Mai come oggi viviamo il tempo in cui la politica è propaganda e sindacato di interessi corporativi, senza saper essere scelta, visione, sintesi fra discordanze e soluzione dei problemi. È così che Giorgia Meloni consigliata dai sondaggi ha cambiato un’altra volta idea e ha fatto ritirare ai suoi “maggiordomi” in Commissione -tali ormai sono i parlamentari schiacciabottoni nei partiti 4.0- l’emendamento soppressivo del testo sul salario minimo, che domani inizierà il proprio iter in aula alla Camera.

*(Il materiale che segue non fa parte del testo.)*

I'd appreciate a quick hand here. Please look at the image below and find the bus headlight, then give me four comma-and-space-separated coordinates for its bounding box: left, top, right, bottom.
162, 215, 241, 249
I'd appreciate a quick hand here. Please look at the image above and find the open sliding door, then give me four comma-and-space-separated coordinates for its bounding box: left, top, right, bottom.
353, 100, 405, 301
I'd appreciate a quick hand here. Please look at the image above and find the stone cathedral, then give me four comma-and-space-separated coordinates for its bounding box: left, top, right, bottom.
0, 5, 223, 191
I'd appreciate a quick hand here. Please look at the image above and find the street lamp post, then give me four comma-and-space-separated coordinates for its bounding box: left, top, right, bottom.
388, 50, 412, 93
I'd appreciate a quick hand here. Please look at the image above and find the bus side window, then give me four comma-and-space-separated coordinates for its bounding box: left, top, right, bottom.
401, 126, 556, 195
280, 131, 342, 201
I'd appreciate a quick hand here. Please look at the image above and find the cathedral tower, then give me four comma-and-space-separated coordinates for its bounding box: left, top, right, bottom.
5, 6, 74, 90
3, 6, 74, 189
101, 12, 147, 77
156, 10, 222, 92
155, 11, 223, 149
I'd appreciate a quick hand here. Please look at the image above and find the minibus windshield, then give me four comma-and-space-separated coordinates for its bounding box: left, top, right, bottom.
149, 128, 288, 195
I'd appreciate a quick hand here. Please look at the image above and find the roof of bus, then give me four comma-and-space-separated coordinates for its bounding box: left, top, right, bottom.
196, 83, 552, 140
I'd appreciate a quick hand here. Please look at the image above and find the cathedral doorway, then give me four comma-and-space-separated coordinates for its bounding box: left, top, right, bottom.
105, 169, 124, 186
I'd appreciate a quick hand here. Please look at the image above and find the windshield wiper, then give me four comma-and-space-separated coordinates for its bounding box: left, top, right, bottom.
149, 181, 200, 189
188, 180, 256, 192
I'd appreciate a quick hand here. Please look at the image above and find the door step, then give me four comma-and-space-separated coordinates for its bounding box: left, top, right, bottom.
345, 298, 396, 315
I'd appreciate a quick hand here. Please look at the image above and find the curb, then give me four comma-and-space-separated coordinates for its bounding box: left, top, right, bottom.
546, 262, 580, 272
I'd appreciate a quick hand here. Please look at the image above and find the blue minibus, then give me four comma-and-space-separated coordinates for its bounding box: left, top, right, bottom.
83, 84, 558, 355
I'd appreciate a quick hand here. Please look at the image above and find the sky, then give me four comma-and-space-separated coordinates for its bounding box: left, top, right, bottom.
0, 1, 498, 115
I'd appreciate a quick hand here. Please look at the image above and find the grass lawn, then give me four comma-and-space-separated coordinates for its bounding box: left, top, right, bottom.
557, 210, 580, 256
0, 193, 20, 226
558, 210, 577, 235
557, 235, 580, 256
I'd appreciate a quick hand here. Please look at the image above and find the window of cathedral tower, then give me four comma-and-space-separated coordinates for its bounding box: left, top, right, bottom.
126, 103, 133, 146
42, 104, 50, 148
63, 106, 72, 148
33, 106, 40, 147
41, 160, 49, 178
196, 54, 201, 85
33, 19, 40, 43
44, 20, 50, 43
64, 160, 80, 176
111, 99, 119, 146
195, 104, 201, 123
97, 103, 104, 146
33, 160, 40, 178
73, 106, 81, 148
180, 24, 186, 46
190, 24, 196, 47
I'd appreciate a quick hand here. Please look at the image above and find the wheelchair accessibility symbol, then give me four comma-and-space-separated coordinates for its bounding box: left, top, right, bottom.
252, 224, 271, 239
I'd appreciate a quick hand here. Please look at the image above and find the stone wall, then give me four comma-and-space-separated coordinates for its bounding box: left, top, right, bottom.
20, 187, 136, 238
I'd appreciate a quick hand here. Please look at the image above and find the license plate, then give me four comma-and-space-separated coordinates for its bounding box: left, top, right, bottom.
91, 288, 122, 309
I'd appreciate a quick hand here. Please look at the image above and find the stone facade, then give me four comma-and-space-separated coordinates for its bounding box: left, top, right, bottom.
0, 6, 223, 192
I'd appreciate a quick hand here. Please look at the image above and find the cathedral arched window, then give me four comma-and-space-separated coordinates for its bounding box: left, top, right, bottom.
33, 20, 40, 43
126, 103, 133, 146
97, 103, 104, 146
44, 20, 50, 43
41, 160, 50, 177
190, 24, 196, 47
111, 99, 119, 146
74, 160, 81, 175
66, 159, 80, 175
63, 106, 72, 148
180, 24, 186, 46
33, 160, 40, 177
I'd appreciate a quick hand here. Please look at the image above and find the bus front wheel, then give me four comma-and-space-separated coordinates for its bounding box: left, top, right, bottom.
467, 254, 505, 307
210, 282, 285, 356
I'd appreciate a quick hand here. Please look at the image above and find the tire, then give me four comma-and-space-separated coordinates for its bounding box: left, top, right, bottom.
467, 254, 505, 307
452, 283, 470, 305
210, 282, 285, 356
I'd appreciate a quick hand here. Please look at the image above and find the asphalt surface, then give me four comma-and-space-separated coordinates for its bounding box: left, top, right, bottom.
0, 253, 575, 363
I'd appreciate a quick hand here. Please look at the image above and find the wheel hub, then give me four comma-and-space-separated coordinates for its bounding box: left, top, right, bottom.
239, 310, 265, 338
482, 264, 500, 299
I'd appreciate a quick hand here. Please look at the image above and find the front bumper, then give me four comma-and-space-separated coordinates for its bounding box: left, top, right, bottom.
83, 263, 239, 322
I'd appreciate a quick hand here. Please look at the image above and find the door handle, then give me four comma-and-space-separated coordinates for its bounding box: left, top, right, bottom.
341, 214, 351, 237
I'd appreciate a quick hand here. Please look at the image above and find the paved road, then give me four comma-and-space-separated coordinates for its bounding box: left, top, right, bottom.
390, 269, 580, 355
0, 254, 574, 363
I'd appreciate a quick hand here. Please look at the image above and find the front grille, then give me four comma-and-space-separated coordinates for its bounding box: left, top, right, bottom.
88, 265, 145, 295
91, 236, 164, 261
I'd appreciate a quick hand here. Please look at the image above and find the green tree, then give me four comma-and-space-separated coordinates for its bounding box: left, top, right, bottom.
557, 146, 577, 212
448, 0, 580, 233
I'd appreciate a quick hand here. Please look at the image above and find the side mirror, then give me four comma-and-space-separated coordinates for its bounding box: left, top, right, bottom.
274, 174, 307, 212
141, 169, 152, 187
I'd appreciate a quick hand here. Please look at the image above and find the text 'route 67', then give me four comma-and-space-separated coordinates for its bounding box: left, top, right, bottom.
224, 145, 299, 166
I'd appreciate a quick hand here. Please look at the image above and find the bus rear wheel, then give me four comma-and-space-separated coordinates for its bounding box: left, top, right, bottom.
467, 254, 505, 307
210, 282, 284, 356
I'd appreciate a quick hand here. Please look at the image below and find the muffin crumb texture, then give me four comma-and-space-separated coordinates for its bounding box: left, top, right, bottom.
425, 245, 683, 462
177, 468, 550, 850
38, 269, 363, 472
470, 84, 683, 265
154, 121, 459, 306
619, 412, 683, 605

La “guerra santa” intrapresa da Matteo Renzi contro questa proposta, un faticoso compromesso fra partiti tanto diversi da essere opposti, ha un significato psicologico prima che tattico. La veemenza e costanza con cui da settimane Renzi e la sua azienda, partito e giornale, si scagliano contro il salario minimo, esprimono un meccanismo mentale, che è noto e accertato scientificamente: la sindrome del neofita. Non si spiega altrimenti l’aggressività contro una misura di dignità nel Paese, l’Italia, che è l’unico Stato europeo dove in 30 anni (1990-2020) i salari sono diminuiti e dove nell’ultimo anno si è registrato il maggiore calo dei salari reali tra i Paesi OCSE a causa dell’inflazione, la più alta rispetto a economie analoghe alla nostra come Germania e Francia.
Matteo Renzi, l’ex leader della sinistra che portò a Strasburgo nel 2014 il PD dal gruppo democratico a quello del “socialismo europeo”, fu folgorato dal liberalismo -forse dopo aver conosciuto Conte, è giustificabile da questo punto di vista- e rinnegò il suo passato. È così che l’entusiasmo del convertito ha probabilmente preso il sopravvento e ha spinto il Matteo liberale a una furia iconoclasta per cancellare in ogni modo il Matteo socialista?!
Non è dato saperlo, ma ci sarebbe da sorridere, se non si trattasse di un provvedimento che dà senso all’impegno politico, potendo cambiare la vita quotidiana di milioni di lavoratori poveri e precari. Ci conforta il pensiero che in questo teatro delle maschere, l’attore ha recitato la propria parte e poi arriverà a votare a favore di un provvedimento di buonsenso.
Poi c’è la tattica e quella suggerisce l’esito di un percorso, se pensiamo all’elezione di La Russa alla Presidenza del Senato con i voti di alcuni amici di Italia Viva, all’elezione di Maria Elena Boschi alla Vice-Presidenza della Vigilanza Rai e Ettore Rosato al Copasir per il gruppo IV-Azione, fino al ruolo di avvocato in difesa di Berlusconi dai giudici di Firenze con “osservazioni” alla Meloni per le parole rivolte a Marina e appunto al salario minimo.
Sì, si dice spesso che il calcio è una metafora della vita, forse lo è, certamente risponde a logiche di mercato. E sì, si dice spesso che è pure una fede, tanto da paragonarlo alla politica. In questo senso la storia ci racconta celebri conversioni e cambi maglia fra giocatori leggendari che passarono da una squadra a un’altra, fino a una considerata come acerrima nemica. È di questi giorni l’ingaggio di Cuadrado dalla Juventus all’Inter e il clamoroso passaggio di Lukaku in direzione opposta…ma attenzione Matteo, i tifosi seguono la squadra, non il calciatore.